LASSO Regression

Background

LASSO stands for “Least Absolute Shrinkage and Selection Operator”. The term is often used synonymous with 1-norm regularization. In its most basic form it refers to 1-norm regularized linear regression. For the basics on linear regression we refer to the Linear Regression tutorial.

In contrast to plain linear regression or ridge regression LASSO solves a 1-norm regularized problem. For training data

\[S=\{(x_1, y_1), \dots, (x_l, y_l)\} ,\]

with vector valued inputs x and real valued labels y the following optimization problem is solved:

\[\min_w \,\, \lambda \|w\|_1 + \sum_i \|y_i - \langle w, x_i \rangle\|_2^2\]

The decisive property of LASSO regression is that the one-norm term enforces sparseness of the solution. In particular for rather large values of \(\lambda\) the solution w has only few non-zero components. This allows regression to be meaningful even if the feature dimension greatly exceeds the number of data points, since the method reduces the linear predictor to few variables. Therefore the method is often used for the identification of (hopefully) causal relationships: it is hoped that the label is mainly caused by the values of rather few features. These are often termed explanatory variables.

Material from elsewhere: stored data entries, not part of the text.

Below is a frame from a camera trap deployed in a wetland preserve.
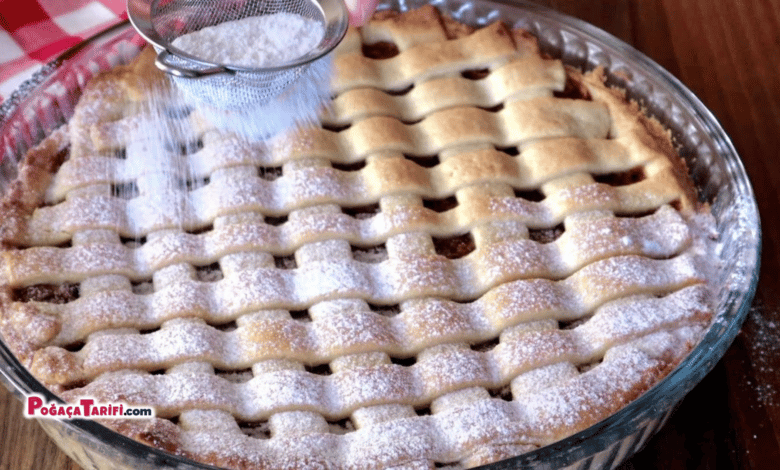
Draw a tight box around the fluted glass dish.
[0,0,760,469]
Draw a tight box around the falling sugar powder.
[165,13,333,139]
[171,13,325,68]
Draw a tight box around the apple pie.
[0,5,715,469]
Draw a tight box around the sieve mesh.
[161,53,308,109]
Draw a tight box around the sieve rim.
[127,0,349,73]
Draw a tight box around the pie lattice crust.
[0,5,713,469]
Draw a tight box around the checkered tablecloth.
[0,0,127,102]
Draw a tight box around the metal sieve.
[127,0,348,110]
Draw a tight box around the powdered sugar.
[742,301,780,407]
[171,14,325,68]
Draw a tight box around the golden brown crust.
[576,67,698,213]
[85,47,167,104]
[0,127,69,246]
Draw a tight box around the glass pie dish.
[0,0,760,469]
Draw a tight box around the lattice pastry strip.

LASSO problems can be solved quickly with coordinate descent algorithms, see [FHHT2007]. Shark implements the optimized algorithm from [GU2013].

LASSO in Shark

The method in implemented by the LassoRegression trainer. It operates on a standard LinearModel:

#include <shark/Algorithms/Trainers/LassoRegression.h>

        double lambda = 1.0;

        LinearModel<> model;
        LassoRegression<> trainer(lambda);

        trainer.train(model, data);

Of course, data is assumed to be training data of appropriate type, i.e., RealVector inputs and one-dimensional regression labels. After training the weight vector of the linear model can be examined for non-zero coefficients and therefore for explanatory variables. Shark comes with a fully operational example program:

LassoRegression.cpp

References

[FHHT2007]J. Friedman, T. Hastie, H. Höfling, and R. Tibshirani. Pathwise Coordinate Optimization. The Annals of Applied Statistics, 1(2):302-332, 2007.
[GU2013]T. Glasmachers and Ü. Dogan. Accelerated Coordinate Descent with Adaptive Coordinate Frequencies. In Proceedings of the fifth Asian Conference on Machine Learning (ACML), 2013.